Démonstration. La rotation de la lune est prouvée par la fixité de ses taches.
En effet, considérons, pour plus de simplicité (fig. 101); une tache, m, située au centre même du disque, sur la ligne Tl qui joint ce centre à celui de la terre, et suivons le mouvement de la lune à partir de la position (A). Si la lune se déplaçait le long de son orbite sans tourner sur elle-même, chaque ligne lm de son intérieur se transportant parallèlement à elle-même, dans la position (B) de cet astre, la tache m serait vue en m'; on la voit toujours en m sur la direction du rayon Tl' qui va de la terre au centre du disque; cette tache a donc tourné dans l'intervalle de l'arc m'm = m'l'T = l'Tl. Quand la lune arrive à la position (C), la tache, au lieu d'être vue en m?, est toujours vue en m; elle a donc tourné de l'arc m?m = m?l?T = l?Tl; voyez encore ce qui arrive à la position (D), etc. Il résulte donc de la fixité des taches que chaque point m de la surface de la lune est animé, autour d'un axe passant en l, d'un mouvement angulaire précisément égal au mouvement du centre de la lune autour de la terre. Chaque tache doit faire un tour entier dans le même temps que le centre l de la lune fait une révolution autour de la terre. Tel est précisément le mouvement de rotation indiqué.

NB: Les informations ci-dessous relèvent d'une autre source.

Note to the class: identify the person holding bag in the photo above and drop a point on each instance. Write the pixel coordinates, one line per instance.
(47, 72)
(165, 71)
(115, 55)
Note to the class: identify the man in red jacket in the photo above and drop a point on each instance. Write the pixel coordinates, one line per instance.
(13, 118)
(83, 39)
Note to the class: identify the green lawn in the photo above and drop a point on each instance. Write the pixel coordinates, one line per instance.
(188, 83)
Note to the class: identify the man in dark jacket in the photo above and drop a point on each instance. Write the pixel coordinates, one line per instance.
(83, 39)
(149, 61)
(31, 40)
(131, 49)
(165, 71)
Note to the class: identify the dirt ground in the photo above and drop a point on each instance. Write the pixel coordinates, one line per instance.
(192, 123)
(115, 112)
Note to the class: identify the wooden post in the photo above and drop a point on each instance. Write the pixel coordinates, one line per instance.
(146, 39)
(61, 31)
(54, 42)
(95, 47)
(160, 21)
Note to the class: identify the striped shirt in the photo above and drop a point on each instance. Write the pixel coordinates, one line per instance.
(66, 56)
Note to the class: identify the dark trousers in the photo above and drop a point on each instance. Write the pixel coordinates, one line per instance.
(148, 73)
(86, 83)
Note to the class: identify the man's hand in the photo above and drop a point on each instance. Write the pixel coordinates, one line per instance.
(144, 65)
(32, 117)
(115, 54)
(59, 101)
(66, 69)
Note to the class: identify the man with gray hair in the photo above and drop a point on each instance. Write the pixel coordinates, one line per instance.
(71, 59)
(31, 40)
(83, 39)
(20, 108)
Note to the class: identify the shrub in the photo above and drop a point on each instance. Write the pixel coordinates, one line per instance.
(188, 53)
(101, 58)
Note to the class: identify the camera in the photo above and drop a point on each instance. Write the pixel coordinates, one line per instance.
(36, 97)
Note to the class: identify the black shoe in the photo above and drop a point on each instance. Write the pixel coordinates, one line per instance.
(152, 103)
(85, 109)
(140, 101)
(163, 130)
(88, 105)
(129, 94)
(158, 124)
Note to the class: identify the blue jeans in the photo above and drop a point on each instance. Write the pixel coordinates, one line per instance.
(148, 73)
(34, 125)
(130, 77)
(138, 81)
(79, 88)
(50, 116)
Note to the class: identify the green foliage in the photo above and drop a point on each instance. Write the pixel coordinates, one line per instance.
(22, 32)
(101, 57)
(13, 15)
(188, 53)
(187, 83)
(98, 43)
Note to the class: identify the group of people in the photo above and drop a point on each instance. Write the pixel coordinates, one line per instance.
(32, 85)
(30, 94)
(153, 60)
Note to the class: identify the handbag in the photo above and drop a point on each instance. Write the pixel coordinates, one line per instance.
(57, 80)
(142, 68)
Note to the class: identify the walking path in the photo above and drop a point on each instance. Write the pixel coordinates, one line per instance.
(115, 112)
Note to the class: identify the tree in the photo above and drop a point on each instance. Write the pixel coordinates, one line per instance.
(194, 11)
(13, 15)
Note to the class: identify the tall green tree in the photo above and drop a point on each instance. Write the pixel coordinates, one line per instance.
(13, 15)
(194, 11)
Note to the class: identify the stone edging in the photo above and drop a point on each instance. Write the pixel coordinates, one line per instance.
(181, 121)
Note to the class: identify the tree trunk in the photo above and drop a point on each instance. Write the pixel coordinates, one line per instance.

270. Libration de la lune. A la vue simple, les taches de la lune nous paraissent toujours garder la même position; mais si on les observe attentivement pendant quelques jours avec une lunette, on remarque que les points observés ne conservent pas en réalité la même position sur le disque; chacun d'eux nous paraît osciller de part et d'autre d'une position moyenne. L'impression générale que nous laissent tous ces petits mouvements, qui d'ailleurs à une même époque quelconque de l'observation, ont tous lieu dans le même sens, c'est que la lune tout entière éprouve un mouvement d'oscillation, ou de balancement, autour de son centre, qui produit celui des taches que nous voyons à sa surface. Ce mouvement particulier de la lune, découvert par Galilée, a reçu le nom de libration.
La libration de la lune est un mouvement composé, dû à trois causes distinctes produisant chacune une libration particulière. Ces trois librations particulières, dont la coexistence produit le mouvement d'oscillation des taches tel qu'on l'observe, sont connues sous les noms de libration en longitude, libration en latitude, et libration diurne. Nous les décrirons séparément afin de les mieux faire comprendre.
271. Libration en longitude. Les taches de la lune les plus rapprochées du centre nous paraissent osciller de part et d'autre de ce point; celles qui avoisinent l'un ou l'autre bord se montrent et se cachent alternativement; en somme, le globe lunaire nous paraît se balancer légèrement, en tournant de droite à gauche, puis vice versa, de gauche à droite autour d'une perpendiculaire au plan de son orbite. C'est ce balancement de la lune que l'on désigne sous le nom de libration en longitude.
Pour parler d'une manière plus précise, nous dirons:
La libration en longitude, considérée seule, consiste dans une espèce de balancement continuel, ou mouvement de va-et-vient circulaire, du globe lunaire autour d'un axe perpendiculaire au plan de son orbite. Par suite, une tache centrale nous parait osciller de part et d'autre du centre. Quand la lune part du périgée, les taches situées alors près du bord oriental disparaissent successivement, pour ne reparaître qu'au moment où la lune apparaît à l'apogée; dans le même temps, de nouvelles taches, invisibles auparavant, apparaissent au bord occidental, se rapprochent du centre, puis, s'en retournant vers le bord, disparaissent successivement. Quand la lune va de l'apogée au périgée, les mêmes taches du bord oriental se rapprochent du centre; puis, arrivées à une certaine distance du bord, s'en retournent pour y être revenues au moment où la lune arrive au périgée; les taches vues au commencement de cette seconde période sur le bord occidental disparaissent pour ne reparaître qu'à l'arrivée de la lune au périgée.
L'amplitude de chaque oscillation est de 8°; par exemple: une tache qui, à peine arrivée au bord occidental, disparaît, a parcouru, pour arriver là de sa position la plus éloignée, un arc de 8°. Nous voyons donc, à l'ouest et à l'est du globe lunaire, successivement, un fuseau de 8° de largeur que nous ne verrions pas sans la libration en longitude.
272. Libration en latitude. La lune nous paraît se balancer légèrement de haut en bas, puis de bas en haut, autour d'un axe situé dans le plan de son orbite. Des taches apparaissent successivement au bord supérieur du disque (par rapport à l'orbite), s'avancent un peu en deçà; puis, s'en retournant, disparaissent les unes après les autres; tandis que des taches voisines du bord inférieur opposé, s'en rapprochent progressivement, disparaissent pour reparaître plus tard. L'amplitude d'une oscillation est d'environ 6°-1/2.